CPU Offload

General Principles

In DiT model inference, all block weights must reside in NPU memory. When the model size exceeds a single card's memory capacity, some block weights need to be temporarily offloaded to CPU memory and transferred back to NPU when computing those blocks. This technique is called offloading.

In synchronous offload mode, the GPU stops after computing one layer and waits for the next layer's weights to be transferred from CPU to NPU before continuing. This causes the GPU to be idle most of the time, reducing utilization.

Technical Features

This repository adopts an Asynchronous Offload approach to address the efficiency problem of synchronous mode.

The core principle is: through an asynchronous pipeline design, computation and weight loading are parallelized. While the GPU computes layer N, layer N+1 weights are already being transferred in the background. When layer N computation completes, layer N+1 weights are already loaded and ready, with computation time masking transfer time, significantly reducing GPU idle time.
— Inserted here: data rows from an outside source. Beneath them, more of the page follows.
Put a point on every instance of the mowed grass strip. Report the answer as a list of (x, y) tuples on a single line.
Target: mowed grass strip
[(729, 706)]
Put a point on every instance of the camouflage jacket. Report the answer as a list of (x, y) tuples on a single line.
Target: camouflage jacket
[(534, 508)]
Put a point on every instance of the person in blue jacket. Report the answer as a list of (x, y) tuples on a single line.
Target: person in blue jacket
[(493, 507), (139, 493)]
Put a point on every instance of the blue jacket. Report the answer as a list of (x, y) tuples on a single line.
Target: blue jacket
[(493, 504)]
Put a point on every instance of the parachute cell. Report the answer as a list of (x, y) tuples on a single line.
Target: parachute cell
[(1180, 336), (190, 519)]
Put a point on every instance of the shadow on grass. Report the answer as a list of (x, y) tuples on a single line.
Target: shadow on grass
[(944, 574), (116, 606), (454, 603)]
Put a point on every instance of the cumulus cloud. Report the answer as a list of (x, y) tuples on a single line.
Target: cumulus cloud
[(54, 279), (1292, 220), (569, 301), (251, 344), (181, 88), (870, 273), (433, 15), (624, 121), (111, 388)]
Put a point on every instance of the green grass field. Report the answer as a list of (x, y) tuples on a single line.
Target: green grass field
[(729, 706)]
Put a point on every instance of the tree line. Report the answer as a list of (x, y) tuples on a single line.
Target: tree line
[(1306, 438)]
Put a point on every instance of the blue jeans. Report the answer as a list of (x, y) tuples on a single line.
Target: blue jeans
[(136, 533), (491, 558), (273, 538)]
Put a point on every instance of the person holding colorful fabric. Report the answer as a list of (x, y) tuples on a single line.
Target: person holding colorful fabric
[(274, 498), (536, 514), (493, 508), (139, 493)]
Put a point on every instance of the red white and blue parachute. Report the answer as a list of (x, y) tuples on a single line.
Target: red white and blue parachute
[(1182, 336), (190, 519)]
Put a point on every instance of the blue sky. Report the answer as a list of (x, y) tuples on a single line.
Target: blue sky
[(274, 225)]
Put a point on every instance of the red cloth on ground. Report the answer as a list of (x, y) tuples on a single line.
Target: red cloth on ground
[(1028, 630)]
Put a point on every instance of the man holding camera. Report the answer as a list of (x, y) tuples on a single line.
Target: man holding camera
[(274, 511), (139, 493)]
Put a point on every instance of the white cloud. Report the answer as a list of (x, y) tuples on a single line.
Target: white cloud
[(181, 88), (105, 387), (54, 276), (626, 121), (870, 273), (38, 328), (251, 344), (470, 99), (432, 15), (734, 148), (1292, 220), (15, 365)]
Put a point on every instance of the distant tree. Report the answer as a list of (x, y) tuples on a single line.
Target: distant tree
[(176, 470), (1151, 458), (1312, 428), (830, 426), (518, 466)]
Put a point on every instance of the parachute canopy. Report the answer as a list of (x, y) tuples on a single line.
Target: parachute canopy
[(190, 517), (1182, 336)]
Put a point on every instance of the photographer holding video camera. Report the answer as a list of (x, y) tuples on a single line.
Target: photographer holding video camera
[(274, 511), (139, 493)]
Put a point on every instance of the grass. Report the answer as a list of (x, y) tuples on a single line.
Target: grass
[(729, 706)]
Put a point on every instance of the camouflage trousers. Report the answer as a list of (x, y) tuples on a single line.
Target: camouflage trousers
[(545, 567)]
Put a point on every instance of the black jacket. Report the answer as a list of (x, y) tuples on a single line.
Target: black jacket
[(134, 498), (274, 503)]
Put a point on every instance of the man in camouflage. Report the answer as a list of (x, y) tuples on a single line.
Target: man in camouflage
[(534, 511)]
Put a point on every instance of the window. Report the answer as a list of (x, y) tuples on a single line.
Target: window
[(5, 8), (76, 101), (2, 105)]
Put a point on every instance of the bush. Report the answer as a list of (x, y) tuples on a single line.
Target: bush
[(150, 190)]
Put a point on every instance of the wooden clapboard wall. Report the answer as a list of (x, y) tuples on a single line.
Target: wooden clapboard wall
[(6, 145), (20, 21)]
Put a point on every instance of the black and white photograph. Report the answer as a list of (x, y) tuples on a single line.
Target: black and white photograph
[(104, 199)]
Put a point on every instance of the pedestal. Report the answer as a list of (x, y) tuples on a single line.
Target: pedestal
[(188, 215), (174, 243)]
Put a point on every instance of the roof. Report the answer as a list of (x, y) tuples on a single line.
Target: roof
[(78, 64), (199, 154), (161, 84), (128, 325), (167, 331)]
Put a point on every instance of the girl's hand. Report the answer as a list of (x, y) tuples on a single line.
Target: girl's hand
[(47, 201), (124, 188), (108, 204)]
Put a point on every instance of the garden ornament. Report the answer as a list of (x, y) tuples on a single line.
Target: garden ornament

The following diagram compares synchronous and asynchronous offload flows:

Implemented through the following mechanisms:

  • Independent copy streams: h2d_stream (Host to Device) and d2h_stream (Device to Host) are separated from the compute stream, enabling parallel copy and computation.
  • Forward pre-hook: Before block execution, asynchronously loads subsequent block weights to NPU.
  • Forward hook: After block execution, offloads used weights from NPU to free memory.
  • Reserved block count: The min_reserved_blocks_count parameter controls the number of blocks always kept on NPU; remaining blocks are dynamically swapped in and out.

API Reference

from mindiesd.offload import enable_offload

Function Signature

enable_offload(model, blocks, min_reserved_blocks_count=2)

Parameters

Parameter Type Required Default Description
model torch.nn.Module Yes - Target model to enable offloading
blocks ModuleList Yes - Sequentially ordered block list in the model
min_reserved_blocks_count int No 2 Number of blocks always kept on NPU

Return Value

None: Modifies in-place, no return value.

Usage Example

from mindiesd.offload import enable_offload

# Create model
model = DiTModel(...)

# Enable offload, keep 2 blocks on NPU
enable_offload(model, model.blocks, min_reserved_blocks_count=2)

# Move model to NPU
model.to("npu")

# Normal inference; framework automatically manages async weight swapping
with torch.no_grad():
    output = model(x)

Notes

  • When used together with DyEPLB.md, bandwidth contention may occur. Adjust execution timing as needed to avoid mutual blocking.